Job Title: Senior Director/Director of Regulatory
Location: Remote
Pay: $150,000 - $225,000 (dependent on experience)
Summary:
As a Senior Director/Director of Regulatory Affairs, you are responsible for the provision of high-quality regulatory technical advice and development strategies for clients across a wide range of therapeutic indications and will provide regulatory strategy and leadership for all North America and/or International (inc. European) regulatory submissions. You will lead and support teams and efforts around major filing activities and Health Authority interactions, and will provide regulatory support to other departments, project teams, and committees. In this leadership role, you will support the further development of the Regulatory department and enhance corporate Regulatory functions and facilitate business development and proposals in this area.
About You:
- You have 12+ years or more relevant regulatory affairs experience.
- You possess a comprehensive understanding of financial management.
- You have expertise in all aspects of the drug development process inclusive of regulatory milestones and clinical trials methodology, including a working knowledge of protocols and indications being studied.
- You have specialized knowledge of regulatory activities including but not limited to submissions to regulatory authorities, including INDs/CTAs and amendments, ODDs, and PIPs.
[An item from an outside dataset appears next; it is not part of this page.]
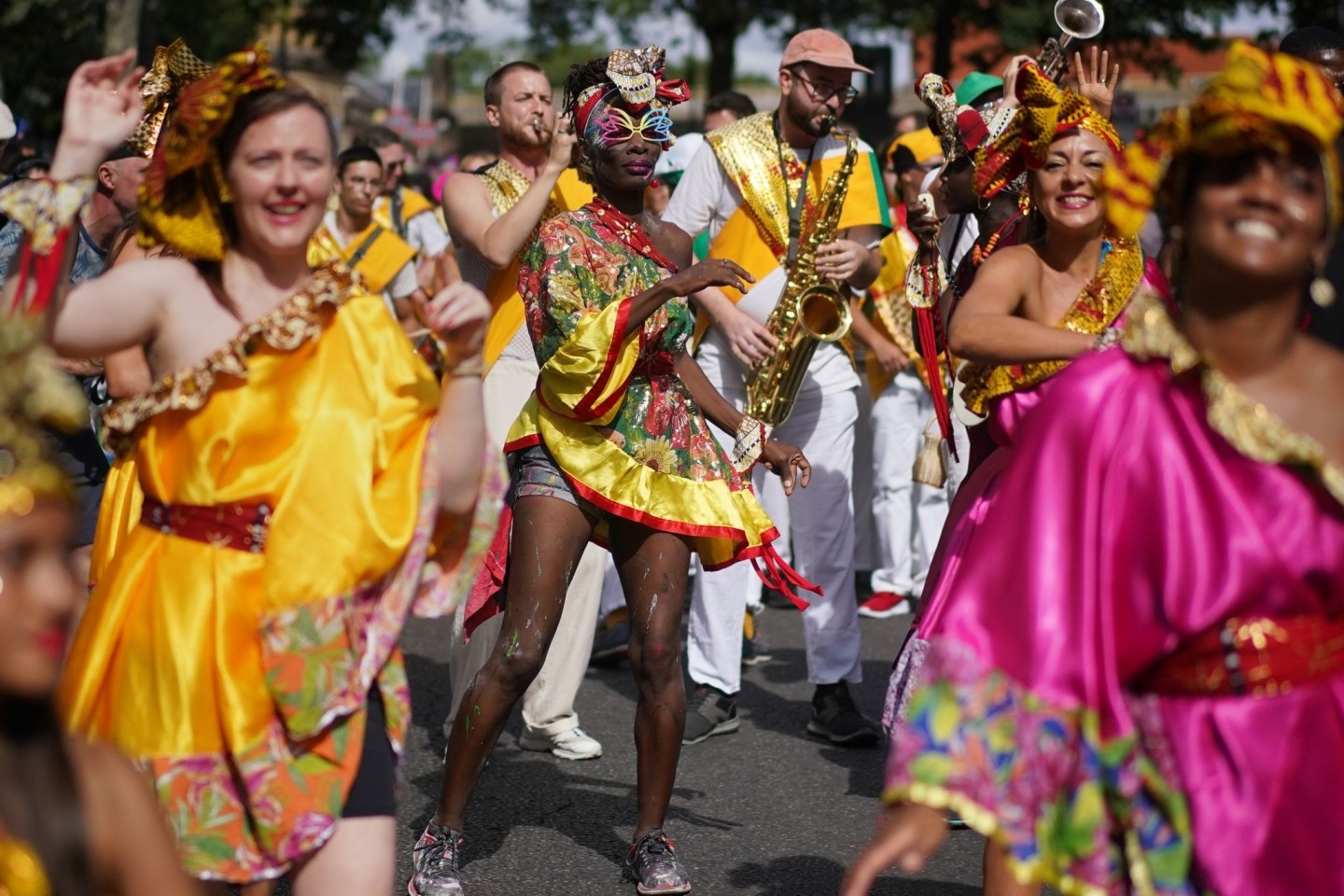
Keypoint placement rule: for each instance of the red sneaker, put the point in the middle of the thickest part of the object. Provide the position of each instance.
(883, 605)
- You can understand and communicate regulatory requirements for pharmaceutical development submissions during the life cycle of a product.
- You are experienced in pharmaceutical product development and marketing authorizations (MAA/CTAs/INDS/NDA and or BLA/sBLA) experience in filings in an eCTD format.
- You are eager to develop, coach, and mentor regulatory team members, ensuring the sharing of best practices across the team.